Individuals best judge of what they consider private.

How private do we want to be? It is a serious question, prompted by two moves afoot - one by the Auckland Council, the other by the office of the Privacy Commissioner - that could give citizens more privacy than is good for them.

The council is proposing a bylaw to enforce the signs that some people put on their mailboxes declaring they want "no junk mail" or, more politely, no circulars or advertising material or any unaddressed mail whatsoever.

Most people who go to this trouble to stop organisations contacting them will heartily applaud the Auckland Council's proposed bylaw, which is no more than what was in force in one or two of the areas amalgamated into the Super City. They will have no sympathy for the odd community group that fears it will lose the only form of communication capable of reaching all residents.

These public-spirited folk seem unable to believe that their fellow citizens really do not want to know what the residents' association is doing about local amenities, or that a street party has been planned for Christmas.


At least, they do not want to know these things if it means their mailbox is likely to receive all the litter distributed as direct mail. They do not want the bother of throwing it out, and they particularly do not want it building up in their box, alerting burglars that they are away.

People have the right to decide not to receive material, to opt out by publicly advising that on their box, and it should be respected.

The Privacy Commissioner wants to go much further, attacking direct mail at its source in the information that can be gathered about individuals' spending habits and preferences. The commissioner wants the powers of the office widened so that it no longer acts only on complaints from the public but can take action against organisations that might be gathering and using information without the subject of the information being aware of it.

Is this so bad? It sounds sneaky, even creepy, but it is simply trying to sell people things they might like. All advertising attempts to reach the most likely buyers of the product it is selling. Advertising is not regarded as a public service because it is done for a profit, but public service and profits are not mutually exclusive. All trade is an exchange of benefit.

Is privacy so important that we do not want direct advertising to know what we might like? Privacy is a relatively new concern of legislators and regulators. It is a concern that originated in rarefied circles of policy-making, not from popular demand.

Principles of privacy are now written into public service rules, sometimes to the detriment of sensible advice that health professionals, for example, might give to family members of a distressed person.

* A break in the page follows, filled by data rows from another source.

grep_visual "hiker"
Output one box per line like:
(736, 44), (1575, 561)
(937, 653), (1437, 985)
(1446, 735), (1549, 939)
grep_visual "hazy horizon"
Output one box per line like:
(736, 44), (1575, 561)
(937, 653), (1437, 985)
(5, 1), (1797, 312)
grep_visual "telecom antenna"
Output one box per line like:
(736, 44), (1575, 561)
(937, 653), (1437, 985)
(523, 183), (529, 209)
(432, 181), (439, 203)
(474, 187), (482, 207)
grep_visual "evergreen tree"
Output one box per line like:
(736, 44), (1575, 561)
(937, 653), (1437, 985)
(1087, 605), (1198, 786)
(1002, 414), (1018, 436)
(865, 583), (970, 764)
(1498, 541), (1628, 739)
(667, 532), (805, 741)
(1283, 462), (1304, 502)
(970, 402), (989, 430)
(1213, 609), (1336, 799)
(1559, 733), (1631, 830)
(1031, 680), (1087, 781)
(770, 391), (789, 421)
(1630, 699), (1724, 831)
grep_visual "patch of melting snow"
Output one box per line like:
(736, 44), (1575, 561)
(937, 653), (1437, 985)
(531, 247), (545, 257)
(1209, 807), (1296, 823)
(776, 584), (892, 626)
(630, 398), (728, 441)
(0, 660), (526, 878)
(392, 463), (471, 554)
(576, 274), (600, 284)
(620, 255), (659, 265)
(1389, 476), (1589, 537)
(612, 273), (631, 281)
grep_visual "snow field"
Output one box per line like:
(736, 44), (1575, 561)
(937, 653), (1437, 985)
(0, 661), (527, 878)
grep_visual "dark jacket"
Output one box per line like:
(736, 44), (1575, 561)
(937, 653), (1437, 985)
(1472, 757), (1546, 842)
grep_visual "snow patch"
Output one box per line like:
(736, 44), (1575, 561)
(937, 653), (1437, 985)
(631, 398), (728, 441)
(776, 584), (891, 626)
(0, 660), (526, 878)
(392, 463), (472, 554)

It is hard to write a privacy code for everybody. Information that some people would keep to themselves, others put on Facebook. Individuals differ widely on what they want to share and what they regard as private. The best way to regulate such a variable and subjective human right is to adjudicate on complaints.

Complaints involve real people with real concerns. We might be much less concerned than the commissioner thinks we should be, or would be if we knew what consumer information was being exchanged about us. But do we really care?

If it means we get alerted to travel deals or gift possibilities or it is just another addition to the waste paper collection, it is harmless. Strict privacy is for hermits, the rest of us interact with the world and can judge when marketers exceed our tolerance.